Summer Salads - Tuna, Shrimp or Salmon

1/2 pound green beans, trimmed, cut into 1 inch pieces
3/4 pound rotini or other spiral pasta
1 pound tuna and/or shrimp, or salmon
1 large tomato, seeded and chopped
5 green onions
1/2 cup chopped, pitted, black olives
3/4 cup mayonnaise
1/2 teaspoon celery salt
2 tablespoons balsamic vinegar
salt & pepper to taste

Place tuna, etc in a backing dish. Breush both sides with a flavored olive oil. Bake in 400 degree oven for 10-12 minutes. Remove from oven and transfer to a large bowl, discarding the excess cooking liquid. Allow to cool. Break into small pieces.

In a large pot of salted, boiling water, cook green beans until tender crisp, about 4 minutes. Drain beans into a colander, reserving liquid. Rinse under cold water to cool. Drain.
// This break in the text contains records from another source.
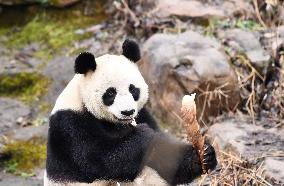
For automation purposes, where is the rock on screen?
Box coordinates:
[207,117,284,183]
[0,98,31,134]
[5,124,48,141]
[218,29,270,68]
[0,172,43,186]
[153,0,253,19]
[43,56,75,105]
[264,157,284,183]
[140,31,239,129]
Bring reserved water to boil. Add pasta and cook until al dente, about 6 - 8 minutes. Drain pasta in colander and rinse under cold water. Drain.

Add to cooked tuna, etc, the green beans, tomato, black olives, pasta and green beans. In a separate bowl, mix mayonnaise, balsamic vinegar and celery salt. Season to taste with salt and pepper. Mix dressing into pasta and serve.